2.5 TBSP hot chili powder
1 TBSP cumin
2 cloves finely minced garlic (we leave the garlic out as I eat FODMAP but this is in the original family recipe)
1.5 TBSP ground sage
1 tsp cayenne pepper powder
2 tsp crushed red pepper
1/4 tsp black pepper
Start with 1 tsp salt and add more to taste
Brown beef and pork in a skillet. Break the meat up as it is cooking. You're looking for the texture to be as fine as possible. As the meat is turning brown, add all of your spices and about 1/2 c or so of water. Stir well, turn to a low simmer and cover. Every 6 to 7 minutes, open the lid and keep breaking the meat up to get that fine texture. Add a little more water if the spices and heat of cooking have sucked the water up. What you're looking for is to see a little bit of fluid pooling but not have the meat drowning, like a little bit of a greasy sauce. You want the little bit of water and fat from the meat to come together as a reddish spicy oil in the bottom of the pan. The grease is important for the taste. It takes about 40 minutes of low simmering and tending to have all the flavors come together. Add a little salt toward the end to taste.

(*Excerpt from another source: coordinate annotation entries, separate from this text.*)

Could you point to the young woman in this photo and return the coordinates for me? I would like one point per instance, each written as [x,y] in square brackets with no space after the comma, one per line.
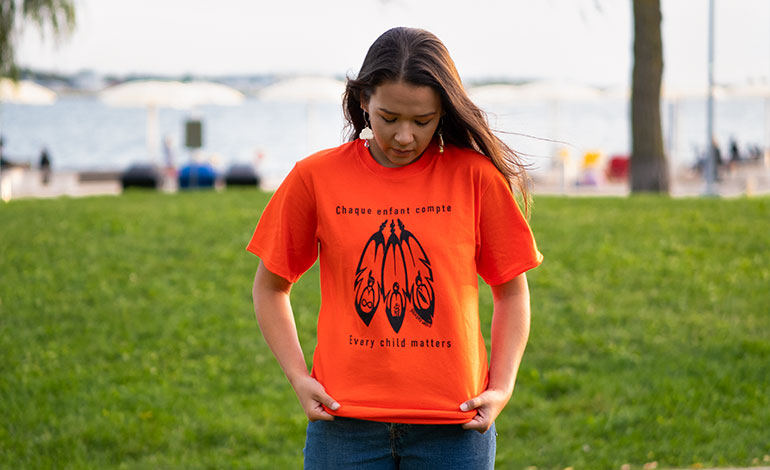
[405,216]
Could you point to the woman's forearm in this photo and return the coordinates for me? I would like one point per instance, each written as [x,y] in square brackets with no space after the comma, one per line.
[276,321]
[510,332]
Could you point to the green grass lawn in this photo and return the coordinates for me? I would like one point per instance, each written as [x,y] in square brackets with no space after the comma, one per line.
[128,340]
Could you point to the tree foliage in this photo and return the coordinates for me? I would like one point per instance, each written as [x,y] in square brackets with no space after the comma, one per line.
[56,16]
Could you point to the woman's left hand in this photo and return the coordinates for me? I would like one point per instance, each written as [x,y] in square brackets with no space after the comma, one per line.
[488,405]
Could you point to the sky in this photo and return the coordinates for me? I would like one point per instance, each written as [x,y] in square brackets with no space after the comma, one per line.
[585,41]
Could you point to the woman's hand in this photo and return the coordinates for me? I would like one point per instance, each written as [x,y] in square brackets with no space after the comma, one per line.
[313,397]
[488,405]
[510,330]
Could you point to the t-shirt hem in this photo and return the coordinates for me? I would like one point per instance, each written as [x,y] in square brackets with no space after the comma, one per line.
[405,416]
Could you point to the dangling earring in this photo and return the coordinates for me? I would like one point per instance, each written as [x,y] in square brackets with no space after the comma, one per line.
[366,132]
[441,137]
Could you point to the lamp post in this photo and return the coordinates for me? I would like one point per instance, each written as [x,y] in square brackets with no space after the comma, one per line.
[710,169]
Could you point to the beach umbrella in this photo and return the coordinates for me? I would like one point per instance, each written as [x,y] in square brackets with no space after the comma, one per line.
[25,92]
[155,94]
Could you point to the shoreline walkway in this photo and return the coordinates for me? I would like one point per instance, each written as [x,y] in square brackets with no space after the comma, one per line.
[745,180]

Once your delicious, slightly spicy meat is ready, you will top it on spaghetti noodles. The northern Ohio way is to top spaghetti noodles with a large portion of this meat and then top that with some pinto beans and finely diced raw white onion. That is how Greg prefers to eat it with lots of parmesan on top, along with a few other modifications below. We actually use Locatelli's pecorino romano because it is saltier and more flavorful that parmesan.
We also halve and roast grape tomatoes in the oven and top our mac with those. Diced raw tomatoes are more a Cincinnati interpretation but we prefer the flavor of the roasted grape (or cherry) tomatoes. Cincinnati variants also are topped with a boat load of shredded cheddar, but we put the cheddar in with the noodles so that it melts, if we use cheddar.

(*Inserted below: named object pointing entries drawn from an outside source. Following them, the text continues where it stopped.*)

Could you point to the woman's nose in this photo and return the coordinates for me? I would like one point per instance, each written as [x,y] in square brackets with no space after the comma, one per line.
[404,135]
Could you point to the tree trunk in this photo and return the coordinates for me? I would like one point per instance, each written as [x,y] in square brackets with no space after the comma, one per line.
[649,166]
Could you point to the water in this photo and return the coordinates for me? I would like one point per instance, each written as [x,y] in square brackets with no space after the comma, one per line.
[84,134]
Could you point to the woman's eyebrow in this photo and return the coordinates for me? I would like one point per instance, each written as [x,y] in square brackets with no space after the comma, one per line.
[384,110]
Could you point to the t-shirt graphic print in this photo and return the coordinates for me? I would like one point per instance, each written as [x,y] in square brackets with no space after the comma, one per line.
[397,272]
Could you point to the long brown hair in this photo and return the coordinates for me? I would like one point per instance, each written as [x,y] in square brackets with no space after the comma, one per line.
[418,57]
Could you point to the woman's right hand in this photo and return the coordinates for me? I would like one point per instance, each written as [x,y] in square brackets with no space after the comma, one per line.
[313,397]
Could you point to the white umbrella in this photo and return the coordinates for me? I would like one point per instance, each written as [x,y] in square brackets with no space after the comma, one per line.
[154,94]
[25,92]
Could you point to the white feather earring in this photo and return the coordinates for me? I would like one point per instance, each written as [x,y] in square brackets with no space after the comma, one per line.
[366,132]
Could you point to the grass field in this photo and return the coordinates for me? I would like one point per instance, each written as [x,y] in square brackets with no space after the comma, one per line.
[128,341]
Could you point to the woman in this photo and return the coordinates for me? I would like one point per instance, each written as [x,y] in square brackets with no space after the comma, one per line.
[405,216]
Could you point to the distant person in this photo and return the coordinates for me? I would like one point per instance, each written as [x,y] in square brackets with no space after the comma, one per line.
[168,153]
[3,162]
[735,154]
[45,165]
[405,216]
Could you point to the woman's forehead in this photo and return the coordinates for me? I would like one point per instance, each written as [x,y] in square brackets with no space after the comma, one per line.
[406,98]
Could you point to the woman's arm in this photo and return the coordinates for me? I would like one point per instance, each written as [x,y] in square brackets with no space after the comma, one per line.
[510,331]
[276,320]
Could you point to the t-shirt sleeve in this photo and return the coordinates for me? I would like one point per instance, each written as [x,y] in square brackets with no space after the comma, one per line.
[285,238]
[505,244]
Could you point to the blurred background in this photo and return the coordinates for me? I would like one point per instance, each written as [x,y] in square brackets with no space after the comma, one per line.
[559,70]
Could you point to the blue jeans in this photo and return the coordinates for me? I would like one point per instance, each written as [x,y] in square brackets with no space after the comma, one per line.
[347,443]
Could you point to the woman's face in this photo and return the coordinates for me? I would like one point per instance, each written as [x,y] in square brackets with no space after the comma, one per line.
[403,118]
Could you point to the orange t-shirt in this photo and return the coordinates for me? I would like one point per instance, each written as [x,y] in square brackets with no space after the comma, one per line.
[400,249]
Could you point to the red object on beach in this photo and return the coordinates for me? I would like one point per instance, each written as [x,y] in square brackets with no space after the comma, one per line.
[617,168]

We also finely mince jalapenos and cook those in a skillet. Greg tosses the pasta with those jalapenos, tops with the meat, beans, raw onion, roasted cherry tomatoes and pecorino.
Angela's way: I prefer to eat my chili mac atop white rice pad thai noodles (wider noodles, gluten free. We use Annie Chung's brand) that have been tossed with the jalapeno and shredded cheddar cheese so that the cheese melts all over the noodles. If you have Publix in your area, Hoop cheddar is the absolute best melting cheddar, in my opinion. It's very flavorful and there is a lot of pull and it coats and melts wonderfully. I also enjoy this same cheese/jalepeno method with brown rice elbow macaroni noodles (Also gluten free. I use Field Day brand). It takes on a kind of mac and cheese texture and I prefer my noodles with all the melted cheese on them. I prefer the toppings of roasted grape tomatoes and pecorino with just a couple of the beans and no onions at all.
You could definitely top traditional macaroni and cheese with the meat mixture and the other toppings (roasted grape tomatoes, onion, pinto, parmesan) as well. It's all up to your personal flavor preferences!